Lin28A is an oncoprotein overexpressed in several cancer types such as testicular, ovarian, colon, breast and lung cancers. As a pluripotency factor that promotes tumorigenesis, Lin28A is associated with more undifferentiated and aggressive tumors phenotypes. Moreover, Lin28A is a highly stable protein that is difficult to downregulate. The compound resveratrol (RSV) has anticancer effects. The present study aimed to elucidate the mechanisms underlying the downregulation of Lin28A protein expression by RSV in the NCCIT cell line. NCCIT cells were treated with different concentrations of RSV to investigate its effects on Lin28A expression.
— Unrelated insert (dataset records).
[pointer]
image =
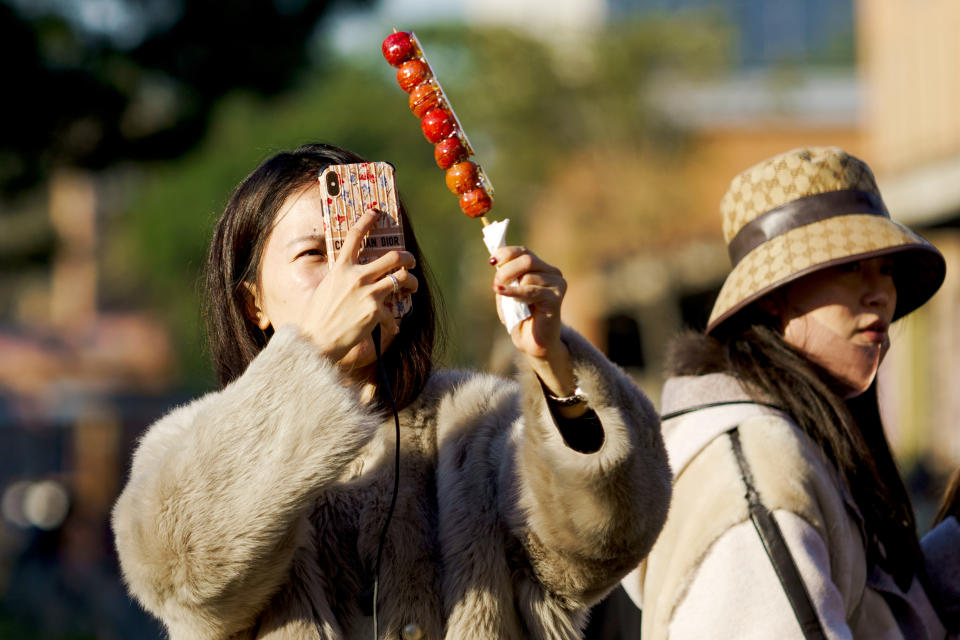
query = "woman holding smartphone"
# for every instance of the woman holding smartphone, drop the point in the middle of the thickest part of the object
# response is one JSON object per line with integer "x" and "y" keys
{"x": 789, "y": 518}
{"x": 258, "y": 510}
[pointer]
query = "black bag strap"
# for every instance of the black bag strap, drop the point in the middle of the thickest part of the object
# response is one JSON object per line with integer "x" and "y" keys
{"x": 777, "y": 550}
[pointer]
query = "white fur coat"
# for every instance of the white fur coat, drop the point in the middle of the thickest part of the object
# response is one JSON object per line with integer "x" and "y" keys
{"x": 255, "y": 511}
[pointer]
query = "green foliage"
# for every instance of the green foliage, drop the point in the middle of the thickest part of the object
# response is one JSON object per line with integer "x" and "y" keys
{"x": 526, "y": 105}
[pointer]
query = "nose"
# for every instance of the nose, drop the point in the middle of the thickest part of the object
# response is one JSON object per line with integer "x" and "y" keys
{"x": 880, "y": 292}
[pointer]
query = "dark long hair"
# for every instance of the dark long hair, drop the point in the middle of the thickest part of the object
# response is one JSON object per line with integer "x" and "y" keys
{"x": 233, "y": 259}
{"x": 849, "y": 434}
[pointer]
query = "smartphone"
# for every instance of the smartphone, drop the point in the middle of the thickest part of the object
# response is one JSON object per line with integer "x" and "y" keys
{"x": 350, "y": 190}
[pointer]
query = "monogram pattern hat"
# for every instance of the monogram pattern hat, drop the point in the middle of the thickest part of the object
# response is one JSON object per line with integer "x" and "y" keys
{"x": 806, "y": 210}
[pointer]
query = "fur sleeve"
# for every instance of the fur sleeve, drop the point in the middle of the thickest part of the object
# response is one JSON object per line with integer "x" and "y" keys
{"x": 586, "y": 519}
{"x": 208, "y": 522}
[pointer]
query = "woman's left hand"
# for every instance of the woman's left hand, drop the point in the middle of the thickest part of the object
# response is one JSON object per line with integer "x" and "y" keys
{"x": 525, "y": 277}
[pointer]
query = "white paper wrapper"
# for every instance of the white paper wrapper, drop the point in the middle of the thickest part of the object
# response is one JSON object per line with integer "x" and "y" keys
{"x": 512, "y": 311}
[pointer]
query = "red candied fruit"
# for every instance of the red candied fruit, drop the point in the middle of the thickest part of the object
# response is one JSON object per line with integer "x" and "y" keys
{"x": 424, "y": 98}
{"x": 436, "y": 124}
{"x": 449, "y": 151}
{"x": 476, "y": 202}
{"x": 412, "y": 73}
{"x": 398, "y": 48}
{"x": 462, "y": 177}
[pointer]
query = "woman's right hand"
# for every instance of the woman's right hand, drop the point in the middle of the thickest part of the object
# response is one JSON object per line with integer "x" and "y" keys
{"x": 351, "y": 299}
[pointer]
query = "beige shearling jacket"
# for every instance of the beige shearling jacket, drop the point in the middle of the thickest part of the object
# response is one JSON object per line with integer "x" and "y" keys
{"x": 708, "y": 575}
{"x": 255, "y": 511}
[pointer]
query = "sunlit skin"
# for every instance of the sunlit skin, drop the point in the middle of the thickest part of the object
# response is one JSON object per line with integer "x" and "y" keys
{"x": 338, "y": 308}
{"x": 834, "y": 309}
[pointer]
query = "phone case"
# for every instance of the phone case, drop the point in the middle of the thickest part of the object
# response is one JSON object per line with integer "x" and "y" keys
{"x": 350, "y": 190}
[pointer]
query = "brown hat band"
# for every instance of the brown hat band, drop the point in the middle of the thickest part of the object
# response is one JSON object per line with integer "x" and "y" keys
{"x": 801, "y": 212}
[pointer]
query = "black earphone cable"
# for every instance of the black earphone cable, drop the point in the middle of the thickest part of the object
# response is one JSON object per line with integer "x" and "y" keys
{"x": 396, "y": 473}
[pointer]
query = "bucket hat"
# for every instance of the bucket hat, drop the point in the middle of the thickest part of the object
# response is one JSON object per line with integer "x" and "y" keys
{"x": 806, "y": 210}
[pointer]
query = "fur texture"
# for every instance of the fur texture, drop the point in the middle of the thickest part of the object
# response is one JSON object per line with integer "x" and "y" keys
{"x": 255, "y": 512}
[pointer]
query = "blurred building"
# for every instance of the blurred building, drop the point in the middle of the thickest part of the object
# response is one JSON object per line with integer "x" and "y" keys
{"x": 77, "y": 384}
{"x": 896, "y": 108}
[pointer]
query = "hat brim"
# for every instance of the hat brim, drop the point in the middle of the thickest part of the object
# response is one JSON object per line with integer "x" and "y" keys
{"x": 919, "y": 270}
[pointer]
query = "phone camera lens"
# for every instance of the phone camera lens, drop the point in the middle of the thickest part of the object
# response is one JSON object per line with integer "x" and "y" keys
{"x": 333, "y": 184}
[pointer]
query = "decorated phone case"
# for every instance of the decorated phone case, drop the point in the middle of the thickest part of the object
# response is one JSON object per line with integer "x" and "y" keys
{"x": 350, "y": 190}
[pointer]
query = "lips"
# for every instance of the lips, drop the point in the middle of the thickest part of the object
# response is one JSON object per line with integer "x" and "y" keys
{"x": 875, "y": 332}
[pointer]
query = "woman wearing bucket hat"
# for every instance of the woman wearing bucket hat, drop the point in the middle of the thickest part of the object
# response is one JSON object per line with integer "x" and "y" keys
{"x": 788, "y": 517}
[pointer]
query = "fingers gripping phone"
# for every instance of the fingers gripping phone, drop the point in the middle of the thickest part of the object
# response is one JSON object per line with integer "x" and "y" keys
{"x": 350, "y": 190}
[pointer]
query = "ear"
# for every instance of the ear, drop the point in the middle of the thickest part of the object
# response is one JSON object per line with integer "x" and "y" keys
{"x": 253, "y": 308}
{"x": 773, "y": 304}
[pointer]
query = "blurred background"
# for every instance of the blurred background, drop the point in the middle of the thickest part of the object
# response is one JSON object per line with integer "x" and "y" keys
{"x": 609, "y": 128}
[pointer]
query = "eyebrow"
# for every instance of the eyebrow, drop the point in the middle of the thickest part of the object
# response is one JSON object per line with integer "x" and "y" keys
{"x": 307, "y": 238}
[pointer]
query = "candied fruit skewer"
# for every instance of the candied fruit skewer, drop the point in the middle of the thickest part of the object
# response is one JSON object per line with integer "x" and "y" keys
{"x": 415, "y": 76}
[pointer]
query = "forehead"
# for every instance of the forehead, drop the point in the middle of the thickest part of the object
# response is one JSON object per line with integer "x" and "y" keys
{"x": 301, "y": 211}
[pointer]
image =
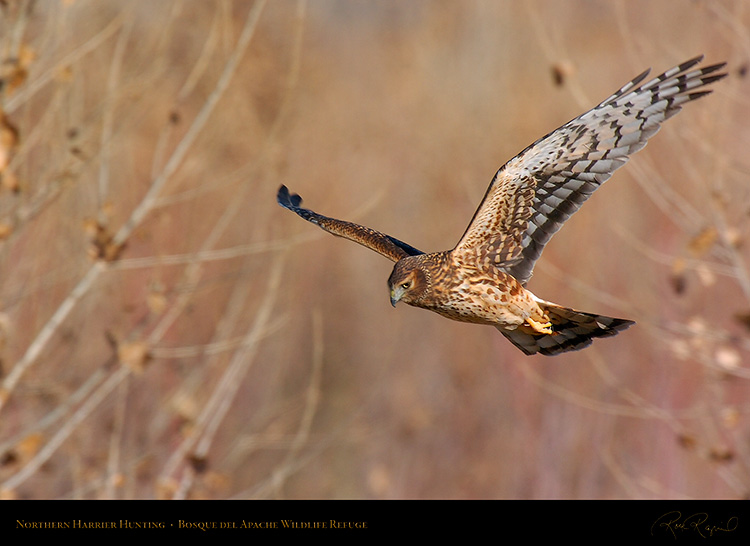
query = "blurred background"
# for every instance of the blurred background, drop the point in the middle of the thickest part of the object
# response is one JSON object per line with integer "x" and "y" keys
{"x": 168, "y": 331}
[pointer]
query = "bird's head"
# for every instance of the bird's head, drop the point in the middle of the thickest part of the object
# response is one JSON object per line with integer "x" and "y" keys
{"x": 408, "y": 282}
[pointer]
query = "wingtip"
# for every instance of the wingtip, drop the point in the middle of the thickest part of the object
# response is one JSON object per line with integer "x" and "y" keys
{"x": 287, "y": 200}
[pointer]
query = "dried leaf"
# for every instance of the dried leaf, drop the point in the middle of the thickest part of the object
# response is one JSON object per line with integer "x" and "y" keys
{"x": 702, "y": 243}
{"x": 134, "y": 354}
{"x": 561, "y": 71}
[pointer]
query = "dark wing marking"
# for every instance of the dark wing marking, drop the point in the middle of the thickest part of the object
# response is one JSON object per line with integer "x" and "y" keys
{"x": 533, "y": 194}
{"x": 381, "y": 243}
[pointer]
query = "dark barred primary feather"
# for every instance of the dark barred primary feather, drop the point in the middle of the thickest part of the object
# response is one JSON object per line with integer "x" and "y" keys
{"x": 533, "y": 194}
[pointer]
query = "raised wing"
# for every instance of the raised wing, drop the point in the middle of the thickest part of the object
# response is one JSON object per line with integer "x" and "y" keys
{"x": 381, "y": 243}
{"x": 533, "y": 194}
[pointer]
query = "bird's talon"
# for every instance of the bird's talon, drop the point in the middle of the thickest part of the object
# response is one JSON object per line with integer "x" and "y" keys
{"x": 542, "y": 328}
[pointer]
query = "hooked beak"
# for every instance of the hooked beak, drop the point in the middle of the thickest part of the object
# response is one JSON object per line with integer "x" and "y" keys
{"x": 396, "y": 294}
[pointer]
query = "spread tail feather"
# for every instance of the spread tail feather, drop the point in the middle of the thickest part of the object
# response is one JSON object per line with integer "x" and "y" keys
{"x": 572, "y": 330}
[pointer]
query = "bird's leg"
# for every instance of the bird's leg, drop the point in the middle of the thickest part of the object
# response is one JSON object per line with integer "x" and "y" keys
{"x": 540, "y": 327}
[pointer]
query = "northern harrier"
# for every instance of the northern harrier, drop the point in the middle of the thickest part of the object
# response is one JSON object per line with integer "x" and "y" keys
{"x": 483, "y": 279}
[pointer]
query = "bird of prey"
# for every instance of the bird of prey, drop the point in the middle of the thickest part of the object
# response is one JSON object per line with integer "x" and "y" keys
{"x": 483, "y": 278}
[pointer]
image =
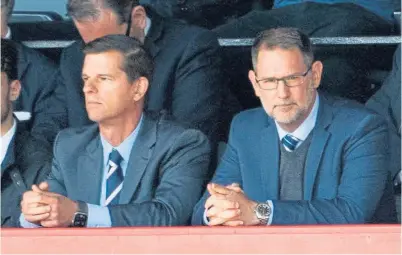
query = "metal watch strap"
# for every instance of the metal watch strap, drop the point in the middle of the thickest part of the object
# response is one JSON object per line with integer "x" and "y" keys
{"x": 81, "y": 216}
{"x": 263, "y": 212}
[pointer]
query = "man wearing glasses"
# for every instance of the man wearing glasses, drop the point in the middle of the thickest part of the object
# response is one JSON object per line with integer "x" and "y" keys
{"x": 304, "y": 157}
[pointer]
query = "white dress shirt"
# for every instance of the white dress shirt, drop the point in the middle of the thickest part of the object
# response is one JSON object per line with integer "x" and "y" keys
{"x": 6, "y": 140}
{"x": 305, "y": 128}
{"x": 301, "y": 133}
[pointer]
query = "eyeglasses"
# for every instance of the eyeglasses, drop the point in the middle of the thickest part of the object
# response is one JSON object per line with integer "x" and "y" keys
{"x": 290, "y": 81}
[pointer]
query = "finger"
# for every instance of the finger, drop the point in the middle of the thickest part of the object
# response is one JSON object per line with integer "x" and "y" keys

The mRNA expression levels of Lin28A and ubiquitin-specific protease 28 (USP28) were assessed using reverse transcription-quantitative PCR. Western blot analysis was employed to evaluate the protein levels of Lin28A, USP28 and phosphorylated Lin28A. In addition, in some experiments, cells were treated with a MAPK/ERK pathway inhibitor, and other experiments involved transfecting cells with small interfering RNAs targeting USP28. The results demonstrated that RSV significantly reduced Lin28A expression by destabilizing the protein; this effect was mediated by the ability of RSV to suppress the expression of USP28, a deubiquitinase that normally protects Lin28A from ubiquitination and degradation. Additionally, RSV inhibited phosphorylation of Lin28A via the MAPK/ERK pathway; this phosphorylation event has previously been shown to enhance the stability of Lin28A by increasing its half-life. This resulted in Lin28A degradation through the proteasomal pathway in NCCIT cells. The results provide further evidence of the anticancer activity of RSV, and identified Lin28A and USP28 as promising therapeutic targets. As a stable oncoprotein, downregulating Lin28A expression is challenging. However, the present study demonstrated that RSV can overcome this hurdle by inhibiting USP28 expression and MAPK/ERK signaling to promote Lin28A degradation. Furthermore, elucidating these mechanisms provides avenues for developing targeted cancer therapies.